Walking north along the west side of the western Fox River channel. There is a dam just below the New York Street/Memorial Bridge, and the beautifully adorned fish ladder happens to be here. Stolp Island, which divides the river in two, holds much of Aurora's historic downtown.
Heading east onto Stolp Island, there are some interesting plaques on the south side of New York Street. Rubbing General Pershing's face may bring good luck, or is just plain weird. Once any part of a plaque or statue is shiny, everyone just rubs it anyway.
The plaque or memorial on the north side of the road; in this condition, it's hard to tell what it was.
The Paramount Theatre is on the east side of Stolp Island just south of Galena Boulevard, which together with New York Street was once US Route 30 and the most notable east-west highway in the country (Lincoln Highway).
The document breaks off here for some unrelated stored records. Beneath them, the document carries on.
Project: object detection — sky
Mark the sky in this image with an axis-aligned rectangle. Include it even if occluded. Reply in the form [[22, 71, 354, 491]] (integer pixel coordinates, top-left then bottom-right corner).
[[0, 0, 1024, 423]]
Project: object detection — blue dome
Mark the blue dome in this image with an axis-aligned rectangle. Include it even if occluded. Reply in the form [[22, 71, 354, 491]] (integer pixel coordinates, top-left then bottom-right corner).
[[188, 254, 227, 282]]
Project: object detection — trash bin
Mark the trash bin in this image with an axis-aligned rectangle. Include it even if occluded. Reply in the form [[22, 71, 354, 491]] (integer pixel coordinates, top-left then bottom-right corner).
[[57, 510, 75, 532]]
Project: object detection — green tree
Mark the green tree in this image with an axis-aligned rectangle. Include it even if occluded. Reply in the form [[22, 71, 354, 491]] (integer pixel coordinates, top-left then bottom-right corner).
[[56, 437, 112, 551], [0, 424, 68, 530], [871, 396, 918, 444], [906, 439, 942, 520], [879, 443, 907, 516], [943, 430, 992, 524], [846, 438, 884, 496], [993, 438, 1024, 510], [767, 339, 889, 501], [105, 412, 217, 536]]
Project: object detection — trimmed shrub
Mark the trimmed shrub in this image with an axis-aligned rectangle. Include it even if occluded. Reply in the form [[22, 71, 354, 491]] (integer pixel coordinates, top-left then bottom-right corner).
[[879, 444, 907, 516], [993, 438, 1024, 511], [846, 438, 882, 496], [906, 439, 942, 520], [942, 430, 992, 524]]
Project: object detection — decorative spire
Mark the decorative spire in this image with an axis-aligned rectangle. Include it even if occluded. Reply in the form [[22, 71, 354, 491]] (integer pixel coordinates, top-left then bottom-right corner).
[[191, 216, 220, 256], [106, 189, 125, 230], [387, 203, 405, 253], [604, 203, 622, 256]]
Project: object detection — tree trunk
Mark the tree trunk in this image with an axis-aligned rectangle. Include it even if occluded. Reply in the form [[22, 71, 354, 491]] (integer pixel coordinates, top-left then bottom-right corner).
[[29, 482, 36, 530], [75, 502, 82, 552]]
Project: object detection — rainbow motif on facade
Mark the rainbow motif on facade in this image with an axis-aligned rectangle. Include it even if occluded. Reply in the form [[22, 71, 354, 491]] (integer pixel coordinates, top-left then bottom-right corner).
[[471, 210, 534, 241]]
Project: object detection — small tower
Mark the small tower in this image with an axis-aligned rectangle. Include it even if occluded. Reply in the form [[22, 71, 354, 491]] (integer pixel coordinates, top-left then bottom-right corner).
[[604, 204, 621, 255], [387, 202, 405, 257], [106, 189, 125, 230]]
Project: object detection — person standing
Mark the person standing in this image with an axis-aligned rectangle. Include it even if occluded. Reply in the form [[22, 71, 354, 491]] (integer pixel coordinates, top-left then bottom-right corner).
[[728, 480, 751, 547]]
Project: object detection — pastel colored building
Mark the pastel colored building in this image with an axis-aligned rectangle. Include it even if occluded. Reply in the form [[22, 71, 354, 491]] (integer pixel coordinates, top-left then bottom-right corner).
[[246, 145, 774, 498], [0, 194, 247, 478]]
It was designed for movies but with a capacity of over 2,000 people, which gives you an idea of how popular movies were at the time and the different expectations in theatre design. If not for the Great Depression killing off copies of this concept, we might have a radically different movie experience today!
Opening in 1931, the theatre is one of the earlier, more ornate but less classic examples of Art Deco.
Looking west at the old Memorial Bridge flanked by the new casino and its parking deck, also serving the Paramount Theatre.
Southward Fox River views from the eastern Galena Boulevard bridge, with the Downer Place bridge missing in the foreground as it was being reconstructed in 2012.
No crossings to the north of the New York Street/Memorial Bridge (eastern bridge seen here), just uninterrupted Fox River.
Looking south along Broadway from New York Street.
Looking north along Broadway, what's now the Aurora Regional Fire Museum and obviously once was an original fire station is on the east side of the street.